Washington's speaking tour through Florida was dangerous, lynchings were common, trains were segregated, and the Tampa Bay Hotel near where Washington spoke was off-limits.
"He would not have been able to stay in the hotel because he was African American," Groh said. "And then the Tampa City government created what was called the White Municipal Party in 1908, which basically removed African Americans from any kind of electoral participation here. So, at the time that Booker T. Washington came, was exactly the time where things were really becoming very entrenched."
Washington's speech highlighted the divide among whites and Blacks even more.
"So, the seating was segregated. So, if you were white, you purchased your tickets in a downtown drugstore. If you were Black, you purchased your tickets at the William Cigar Company, which was a Black-owned business," Groh said. "Somebody did actually put sheeting down the center to basically prevent whites from actually even seeing the Black portion of the audience. But Booker T. Washington refused to speak until that was removed, and so it was."
Washington's speech was a crucial part of building the foundation of what we know as Civil Rights today.
"I think Washington was extraordinarily adept at being able to speak to multiple audiences in a way that I think is very rare in the context of the period. And I think when he is, I think oversimplified in popular representations as an accommodationist," Groh said. "So, there is no African American activism that can't in some way be traced back to the work of Booker T. Washington."

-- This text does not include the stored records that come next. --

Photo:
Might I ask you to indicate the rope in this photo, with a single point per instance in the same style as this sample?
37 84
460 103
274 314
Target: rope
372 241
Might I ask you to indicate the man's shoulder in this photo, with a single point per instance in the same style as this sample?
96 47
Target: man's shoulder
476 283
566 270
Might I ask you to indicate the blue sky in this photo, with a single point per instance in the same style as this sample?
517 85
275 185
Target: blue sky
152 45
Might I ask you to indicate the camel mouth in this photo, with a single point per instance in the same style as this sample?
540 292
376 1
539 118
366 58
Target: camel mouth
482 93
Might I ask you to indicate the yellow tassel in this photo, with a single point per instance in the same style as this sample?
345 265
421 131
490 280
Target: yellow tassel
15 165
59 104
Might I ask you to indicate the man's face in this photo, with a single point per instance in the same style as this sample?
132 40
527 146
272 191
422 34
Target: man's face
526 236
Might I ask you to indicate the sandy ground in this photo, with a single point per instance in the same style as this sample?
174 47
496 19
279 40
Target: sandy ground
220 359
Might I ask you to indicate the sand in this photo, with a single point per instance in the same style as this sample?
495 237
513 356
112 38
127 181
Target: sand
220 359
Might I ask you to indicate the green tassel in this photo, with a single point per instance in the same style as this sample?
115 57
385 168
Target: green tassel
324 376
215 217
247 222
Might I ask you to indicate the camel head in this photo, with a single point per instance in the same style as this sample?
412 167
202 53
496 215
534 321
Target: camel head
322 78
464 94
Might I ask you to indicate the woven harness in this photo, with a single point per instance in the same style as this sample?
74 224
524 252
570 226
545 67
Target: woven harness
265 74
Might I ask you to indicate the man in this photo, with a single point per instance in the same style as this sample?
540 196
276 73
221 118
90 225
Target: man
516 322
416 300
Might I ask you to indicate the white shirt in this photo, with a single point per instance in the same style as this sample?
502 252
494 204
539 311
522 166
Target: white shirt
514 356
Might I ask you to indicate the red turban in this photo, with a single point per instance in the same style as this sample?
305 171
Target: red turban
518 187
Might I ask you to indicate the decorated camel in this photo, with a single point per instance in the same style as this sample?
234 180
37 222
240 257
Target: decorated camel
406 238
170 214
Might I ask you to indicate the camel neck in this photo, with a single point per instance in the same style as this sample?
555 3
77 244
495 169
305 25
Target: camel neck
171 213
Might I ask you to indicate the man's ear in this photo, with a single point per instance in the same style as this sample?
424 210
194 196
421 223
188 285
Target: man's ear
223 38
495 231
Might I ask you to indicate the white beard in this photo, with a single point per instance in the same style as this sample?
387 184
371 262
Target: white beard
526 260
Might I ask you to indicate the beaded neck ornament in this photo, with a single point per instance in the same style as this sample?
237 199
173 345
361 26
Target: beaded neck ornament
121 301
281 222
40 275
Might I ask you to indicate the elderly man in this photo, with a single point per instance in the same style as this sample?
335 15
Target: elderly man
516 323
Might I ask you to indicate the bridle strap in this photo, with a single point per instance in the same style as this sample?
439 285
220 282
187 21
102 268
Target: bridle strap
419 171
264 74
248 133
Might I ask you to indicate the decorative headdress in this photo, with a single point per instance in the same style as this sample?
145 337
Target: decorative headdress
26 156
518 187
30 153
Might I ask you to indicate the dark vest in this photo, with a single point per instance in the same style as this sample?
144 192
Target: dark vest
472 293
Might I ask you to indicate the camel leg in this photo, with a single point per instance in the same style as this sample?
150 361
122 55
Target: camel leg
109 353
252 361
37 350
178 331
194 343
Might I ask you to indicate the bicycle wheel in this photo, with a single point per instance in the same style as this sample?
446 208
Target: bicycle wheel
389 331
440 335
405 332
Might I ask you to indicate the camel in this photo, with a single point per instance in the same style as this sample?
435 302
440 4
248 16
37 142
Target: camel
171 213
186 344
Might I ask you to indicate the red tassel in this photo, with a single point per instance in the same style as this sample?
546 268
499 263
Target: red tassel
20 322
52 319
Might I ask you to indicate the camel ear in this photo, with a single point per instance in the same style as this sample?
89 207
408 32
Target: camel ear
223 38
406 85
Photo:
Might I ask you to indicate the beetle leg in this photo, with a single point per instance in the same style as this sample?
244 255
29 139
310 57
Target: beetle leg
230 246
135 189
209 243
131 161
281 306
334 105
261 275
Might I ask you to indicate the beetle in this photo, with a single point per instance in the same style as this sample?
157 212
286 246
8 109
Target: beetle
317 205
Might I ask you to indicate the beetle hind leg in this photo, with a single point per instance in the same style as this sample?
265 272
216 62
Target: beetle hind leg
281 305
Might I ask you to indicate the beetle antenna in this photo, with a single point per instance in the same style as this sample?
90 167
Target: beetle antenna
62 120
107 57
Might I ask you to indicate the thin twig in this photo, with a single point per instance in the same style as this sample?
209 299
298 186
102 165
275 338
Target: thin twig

That same exhibit space at the Plant Museum is now sharing the story of another African American who broke barriers in her own way.
In 1915, three years before Washington spoke in Tampa; Ann Lowe, a then-unknown seamstress, moved from Alabama to Tampa. Lowe was hired to make dresses for the Tampa elite.
Lindsay Huban, Plant Museum Relations Manager, showed us two dresses that Lowe designed and hand-stitched for the Gasparilla Royal Court in the early 1920s.
"So these were coronation gowns that you would have been wearing to the fancy balls that were taking place in the Tampa Bay Hotel," Huban said. "Mrs. DC Lee from Tampa saw her work and thought it was just fantastic and brought her to Tampa to be a seamstress here. And within a few short years, the prominent families in the area were all going to Ann Lowe to get their dresses and gowns designed."
Her skills and attention to detail allowed Lowe to become the go-to fashion designer. Despite the color of her skin, she broke barriers.
"It's pretty incredible that this Black woman was brought to Tampa that traveled, you know, partway across the country just taken a chance that hopefully this wasn't going to turn out badly for her, and it turned into a pretty great story," Huban said. "She was incredibly successful. She became very well known. She even designed Jackie Kennedy's wedding dress when she married John F. Kennedy."
Tampa's annual Gasparilla Pirate Festival helped put Lowe on the map. Lowe made the dresses for Sarah Lykes Keller, Queen of the 1924 Gasparilla Royal Court, and Katherine Broaddus, a handmaid in the 1926 court.
"We want people to understand just how important Lowe was and what a connection she had to Gasparilla, which is our Tampa thing. It's our history," Huban said. "And, she was part of it. This was sort of her launching pad that allowed her to be as successful as she was that fashion designers around the world today know the name Ann Lowe and now everyone in Tampa can too."